DEBORAH POTTER: I think what I've seen is that the other stations in town begin to copy them, so that, for instance, in Minneapolis, where there have been, you know, fixtures of long-form programming on one of the stations, now they're all doing it. They all do an extended segment at 10 o'clock, because it was clear to them that the audience that they had in that market at that time of night was expecting it, so they're all doing it.
There are up-tempo newscasts being put up against up-tempo newscasts, which, to be honest, I don't think that's the smartest way to counter-program. You might want to offer something different. That's what they've done at WBBM, they've decided they're going to offer something totally different from what the others are doing. And I have to say that what's intriguing about this is that people all over the country are exchanging e-mail, saying, "Did you see this?" And they are sending each other the numbers when they come out on WBBM, "Look, they did well in this demographic group", because there's a secret sort of cheering section going on in newsrooms around the country. I think there are a lot of journalists would like to see this succeed.
TERENCE SMITH: Have you had a chance to look at those numbers in any detail, and do you see any silver linings?
DEBORAH POTTER: I think what you'll hear from them, the silver lining, if there is one, is that their demographics are better at 10. They're drawing an audience of younger viewers with more--supposedly with more disposable income. Those are the viewers that advertisers want, so in a way, there may not be a huge numbers difference between before this newscast and after this newscast, but the types of people within those numbers are of more benefit financially to the station. That's the silver lining.

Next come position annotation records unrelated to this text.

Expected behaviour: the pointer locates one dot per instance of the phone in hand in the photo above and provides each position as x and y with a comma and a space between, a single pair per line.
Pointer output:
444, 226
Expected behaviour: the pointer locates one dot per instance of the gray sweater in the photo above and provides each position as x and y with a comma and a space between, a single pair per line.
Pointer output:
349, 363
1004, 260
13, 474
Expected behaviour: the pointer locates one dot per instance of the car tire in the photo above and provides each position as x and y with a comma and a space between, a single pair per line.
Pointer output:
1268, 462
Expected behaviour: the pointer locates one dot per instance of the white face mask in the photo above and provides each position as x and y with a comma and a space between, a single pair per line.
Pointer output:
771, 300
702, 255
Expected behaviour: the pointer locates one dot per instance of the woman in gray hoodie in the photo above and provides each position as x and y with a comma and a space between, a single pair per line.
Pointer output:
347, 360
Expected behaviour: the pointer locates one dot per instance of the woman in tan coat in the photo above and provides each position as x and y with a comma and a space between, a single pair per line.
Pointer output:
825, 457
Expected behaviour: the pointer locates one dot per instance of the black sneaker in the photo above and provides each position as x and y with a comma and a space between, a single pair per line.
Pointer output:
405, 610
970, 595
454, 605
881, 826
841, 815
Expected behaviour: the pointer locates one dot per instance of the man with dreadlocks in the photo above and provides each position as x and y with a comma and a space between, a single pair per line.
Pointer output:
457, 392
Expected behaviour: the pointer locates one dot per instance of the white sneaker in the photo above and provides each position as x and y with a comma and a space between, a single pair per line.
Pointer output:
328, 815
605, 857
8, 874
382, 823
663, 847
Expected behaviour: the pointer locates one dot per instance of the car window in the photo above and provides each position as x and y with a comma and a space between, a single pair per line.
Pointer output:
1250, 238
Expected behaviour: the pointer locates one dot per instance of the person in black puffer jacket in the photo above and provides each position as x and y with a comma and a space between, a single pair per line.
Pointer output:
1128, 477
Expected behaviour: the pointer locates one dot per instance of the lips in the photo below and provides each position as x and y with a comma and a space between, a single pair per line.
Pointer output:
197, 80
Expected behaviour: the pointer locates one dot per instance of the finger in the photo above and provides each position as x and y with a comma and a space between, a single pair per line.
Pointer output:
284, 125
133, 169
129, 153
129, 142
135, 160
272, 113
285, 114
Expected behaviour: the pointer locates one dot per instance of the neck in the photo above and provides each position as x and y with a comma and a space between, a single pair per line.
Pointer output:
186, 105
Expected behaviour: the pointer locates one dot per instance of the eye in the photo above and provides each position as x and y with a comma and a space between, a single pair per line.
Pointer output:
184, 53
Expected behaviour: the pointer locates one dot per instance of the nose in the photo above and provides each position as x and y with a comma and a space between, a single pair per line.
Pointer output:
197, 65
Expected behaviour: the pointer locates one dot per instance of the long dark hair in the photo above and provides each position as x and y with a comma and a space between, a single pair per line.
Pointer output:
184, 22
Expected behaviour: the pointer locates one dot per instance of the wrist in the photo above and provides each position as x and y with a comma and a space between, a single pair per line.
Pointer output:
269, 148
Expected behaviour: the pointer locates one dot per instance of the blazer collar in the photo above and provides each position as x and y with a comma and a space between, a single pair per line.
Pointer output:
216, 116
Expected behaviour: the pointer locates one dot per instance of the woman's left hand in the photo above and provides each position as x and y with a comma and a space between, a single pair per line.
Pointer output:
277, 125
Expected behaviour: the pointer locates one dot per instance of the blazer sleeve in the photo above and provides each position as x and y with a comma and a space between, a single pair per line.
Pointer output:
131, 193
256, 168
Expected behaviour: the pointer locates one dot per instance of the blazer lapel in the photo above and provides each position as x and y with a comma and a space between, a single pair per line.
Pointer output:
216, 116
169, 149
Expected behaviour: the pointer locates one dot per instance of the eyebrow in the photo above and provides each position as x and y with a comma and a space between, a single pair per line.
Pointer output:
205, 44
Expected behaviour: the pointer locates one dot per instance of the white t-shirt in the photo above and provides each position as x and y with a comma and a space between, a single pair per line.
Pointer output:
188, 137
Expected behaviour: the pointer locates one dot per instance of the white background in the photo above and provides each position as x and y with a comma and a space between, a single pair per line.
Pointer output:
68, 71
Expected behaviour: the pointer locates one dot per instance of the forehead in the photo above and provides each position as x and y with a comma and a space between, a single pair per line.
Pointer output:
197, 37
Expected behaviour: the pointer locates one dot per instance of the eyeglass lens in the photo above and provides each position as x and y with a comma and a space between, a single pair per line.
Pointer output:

TERENCE SMITH: More generally, when you look at local news, which you do, what can you tell us that you've observed in the last year or two, if there are any trends, discernible trends in local news? I'm wondering how BBM fits into that, but I'm asking you more generally.
DEBORAH POTTER: Well, I think one of the trends is declining viewership, and it's taken several years for the local stations to react to that in the ways that the networks have over the last several years. The network numbers went down sooner, and the local stations were sitting back and saying, "Not our problem. Our numbers are just fine." Well, their numbers aren't just fine any more.
They're doing just fine in the mornings--that's their growth area--but at 6:00, 10:00, 11:00, these stations are starting to hurt. And so what I've been observing is a real soul searching going on in newsrooms. It's not so obvious that they're making changes on the air, but they sure are thinking about it. They're thinking about what they ought to be doing differently.
They're a little more introspective maybe than they have been, and they are trying a few things, a few different things. They're trying to reach out to their audiences in new ways that they haven't done before. There was an arrogance in television newsrooms that I know you're familiar with.
It's sort of a widely-held secret that the public isn't very smart, and we don't really need to pay much attention to them. I think that's changing. And you see little experiments. Tucson, Arizona, where a station has developed a viewer's bill of rights. They've posted it on their Internet, they promote it on their newscasts, and they're basically saying, "You have the right to expect these things of us."
They have established an ombudsman at a television station, really unusual, don't see that very often any more. So there are some things happening. There's a little bit of ferment. Is there a revolution? No, not yet. But I think people are starting to pay attention, and once again, it's all driven by the fact that viewers are leaving, so the money is too.